To mark his nineteen years culinary journey, Danny Chaney and his team fusing the classics and trends from the very first menu he ever cooked to the famous dry-aged method used at Henry’s among others.
At the start of his career at the Beachview Country Club Florida, Danny began his affection for steaks with a classic steak tartare. Nineteen years later, Danny altered his menu with the dry-age method which adds more flavors and more tenderness to each meat dish. His secret recipe also adds the profile and citrusy-feel on every bite.
The “Meat the Chef – A Culinary Journey” promotion is available at Henry’s Grill & Bar from 1 to 10 September 2019, introducing six remarkable dishes. These dishes taking inspiration from Danny’s approach to steak cooking methods, with imported high-quality meat & other delicacies.

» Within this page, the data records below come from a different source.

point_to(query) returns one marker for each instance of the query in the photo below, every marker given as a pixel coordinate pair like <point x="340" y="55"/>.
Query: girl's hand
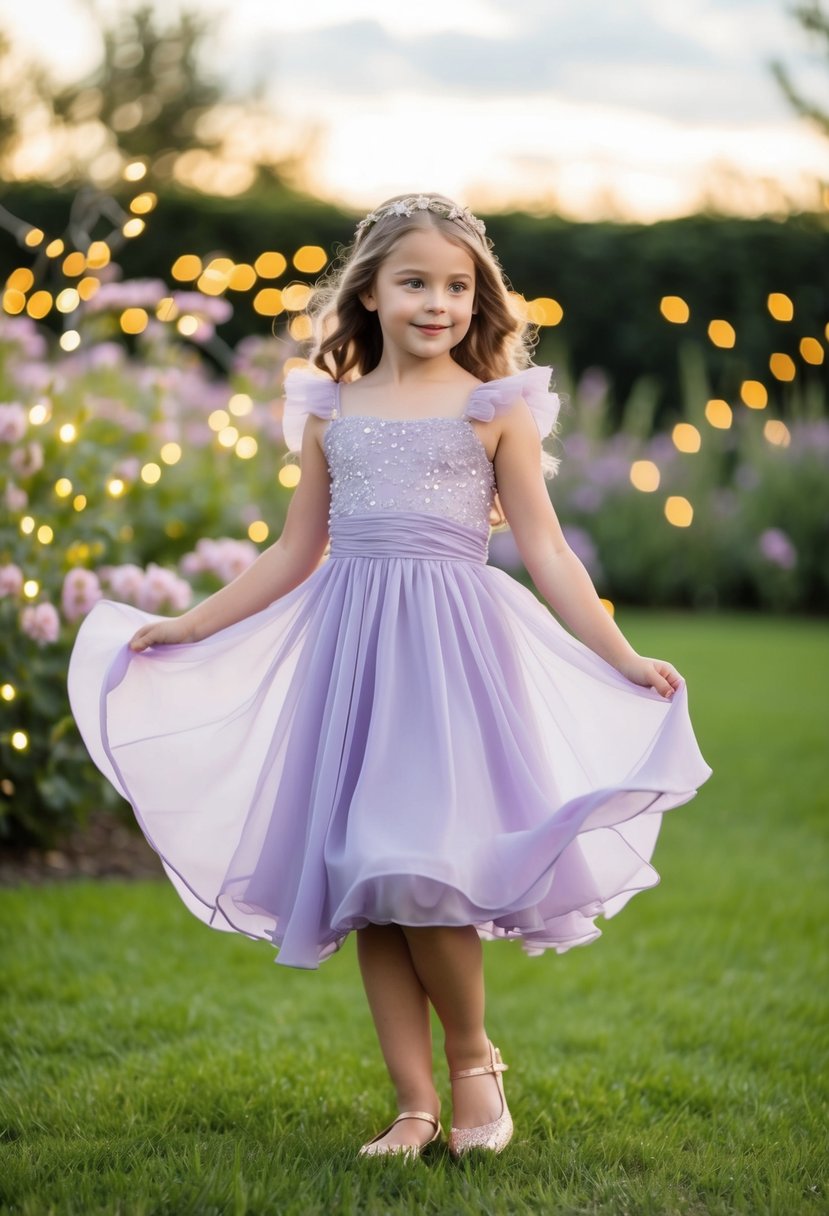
<point x="652" y="674"/>
<point x="162" y="632"/>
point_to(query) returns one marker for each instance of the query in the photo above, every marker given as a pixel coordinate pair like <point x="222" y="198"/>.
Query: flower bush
<point x="147" y="476"/>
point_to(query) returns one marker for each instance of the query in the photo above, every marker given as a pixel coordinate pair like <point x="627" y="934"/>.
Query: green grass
<point x="678" y="1065"/>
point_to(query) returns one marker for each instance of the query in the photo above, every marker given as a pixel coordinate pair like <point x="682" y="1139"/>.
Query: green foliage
<point x="678" y="1065"/>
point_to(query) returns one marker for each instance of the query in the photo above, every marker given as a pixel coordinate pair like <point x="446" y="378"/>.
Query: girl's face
<point x="423" y="294"/>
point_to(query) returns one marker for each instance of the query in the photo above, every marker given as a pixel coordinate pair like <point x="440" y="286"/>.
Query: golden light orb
<point x="782" y="366"/>
<point x="686" y="438"/>
<point x="270" y="265"/>
<point x="678" y="511"/>
<point x="754" y="394"/>
<point x="289" y="476"/>
<point x="722" y="335"/>
<point x="186" y="268"/>
<point x="780" y="307"/>
<point x="151" y="473"/>
<point x="644" y="476"/>
<point x="777" y="433"/>
<point x="675" y="309"/>
<point x="718" y="414"/>
<point x="258" y="532"/>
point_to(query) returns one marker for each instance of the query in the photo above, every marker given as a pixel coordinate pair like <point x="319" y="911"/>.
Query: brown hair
<point x="348" y="339"/>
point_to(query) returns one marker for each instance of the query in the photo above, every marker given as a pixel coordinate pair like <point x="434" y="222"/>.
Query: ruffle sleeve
<point x="305" y="393"/>
<point x="498" y="395"/>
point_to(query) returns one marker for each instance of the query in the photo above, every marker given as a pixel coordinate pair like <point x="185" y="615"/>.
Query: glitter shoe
<point x="373" y="1148"/>
<point x="494" y="1136"/>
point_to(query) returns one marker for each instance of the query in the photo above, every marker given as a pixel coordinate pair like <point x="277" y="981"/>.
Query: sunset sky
<point x="593" y="108"/>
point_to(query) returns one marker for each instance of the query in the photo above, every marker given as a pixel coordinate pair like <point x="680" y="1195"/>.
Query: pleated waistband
<point x="406" y="534"/>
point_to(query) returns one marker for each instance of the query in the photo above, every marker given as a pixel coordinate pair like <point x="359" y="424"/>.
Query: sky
<point x="593" y="108"/>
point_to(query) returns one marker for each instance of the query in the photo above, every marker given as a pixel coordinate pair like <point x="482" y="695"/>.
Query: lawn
<point x="678" y="1065"/>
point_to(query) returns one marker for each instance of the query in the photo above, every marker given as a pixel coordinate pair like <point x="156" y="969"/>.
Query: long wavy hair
<point x="348" y="338"/>
<point x="348" y="341"/>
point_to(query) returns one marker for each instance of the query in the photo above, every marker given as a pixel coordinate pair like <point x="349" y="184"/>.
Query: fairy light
<point x="289" y="476"/>
<point x="754" y="394"/>
<point x="644" y="476"/>
<point x="258" y="530"/>
<point x="811" y="352"/>
<point x="718" y="414"/>
<point x="13" y="302"/>
<point x="219" y="420"/>
<point x="186" y="268"/>
<point x="782" y="366"/>
<point x="39" y="414"/>
<point x="686" y="438"/>
<point x="678" y="511"/>
<point x="780" y="307"/>
<point x="39" y="304"/>
<point x="270" y="264"/>
<point x="675" y="309"/>
<point x="722" y="335"/>
<point x="99" y="255"/>
<point x="268" y="302"/>
<point x="240" y="405"/>
<point x="777" y="433"/>
<point x="242" y="277"/>
<point x="295" y="297"/>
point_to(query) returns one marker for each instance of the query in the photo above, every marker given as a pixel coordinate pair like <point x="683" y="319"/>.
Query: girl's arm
<point x="278" y="569"/>
<point x="551" y="563"/>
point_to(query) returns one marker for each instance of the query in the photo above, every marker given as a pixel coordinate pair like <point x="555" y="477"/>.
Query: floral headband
<point x="424" y="203"/>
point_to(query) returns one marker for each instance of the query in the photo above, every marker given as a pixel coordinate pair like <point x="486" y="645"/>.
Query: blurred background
<point x="175" y="180"/>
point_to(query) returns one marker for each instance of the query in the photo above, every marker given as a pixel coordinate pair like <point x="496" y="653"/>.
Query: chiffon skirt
<point x="409" y="736"/>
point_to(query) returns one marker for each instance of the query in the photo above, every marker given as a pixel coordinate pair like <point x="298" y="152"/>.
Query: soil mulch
<point x="105" y="846"/>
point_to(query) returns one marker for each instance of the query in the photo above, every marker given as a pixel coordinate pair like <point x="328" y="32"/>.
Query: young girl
<point x="401" y="739"/>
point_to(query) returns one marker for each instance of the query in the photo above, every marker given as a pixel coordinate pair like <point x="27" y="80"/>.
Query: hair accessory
<point x="424" y="203"/>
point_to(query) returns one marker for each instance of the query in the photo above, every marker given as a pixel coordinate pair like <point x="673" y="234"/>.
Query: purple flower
<point x="777" y="549"/>
<point x="40" y="623"/>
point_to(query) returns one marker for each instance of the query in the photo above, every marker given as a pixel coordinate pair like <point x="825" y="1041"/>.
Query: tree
<point x="816" y="22"/>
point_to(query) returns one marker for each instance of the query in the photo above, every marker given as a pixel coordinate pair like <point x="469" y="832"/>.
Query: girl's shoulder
<point x="497" y="397"/>
<point x="305" y="393"/>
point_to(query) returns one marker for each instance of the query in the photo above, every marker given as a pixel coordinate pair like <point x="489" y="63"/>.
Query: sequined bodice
<point x="435" y="466"/>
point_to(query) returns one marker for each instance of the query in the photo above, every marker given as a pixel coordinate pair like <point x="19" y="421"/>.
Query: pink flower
<point x="777" y="549"/>
<point x="11" y="580"/>
<point x="124" y="581"/>
<point x="80" y="591"/>
<point x="28" y="460"/>
<point x="12" y="422"/>
<point x="40" y="623"/>
<point x="163" y="587"/>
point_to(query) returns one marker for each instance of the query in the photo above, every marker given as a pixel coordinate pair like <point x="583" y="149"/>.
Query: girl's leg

The menu includes Australian Grilled Beef Tenderloin, Danny’s version of Steak Tartare on Toast, Baked Beets, Crispy Pork Belly Sliders with charcoal buns, Grilled Pork Chop with curried eggplant and tzatziki, and Seared Barramundi with charred corn salsa and garlic aioli.
To enhance the culinary experience, Henry’s Grill & Bar will also launch a Steak Academy on the 4th Of October to be organized regularly every first Friday of the month with a certificate for each participant. An exciting reward will be given to any guest who has collected five steak academy certificates.
“We want to escalate our guest’s culinary experience with the steak academy. Here, we will explain everything in detail about beef, steak and wine pairing, steak and beer pairing, and many more,” says Danny. “Steak is not just grilling meat, but also gives soul to the dishes itself. And we will explain the technique as simple as possible, so it is easy to remember for all participants” he adds.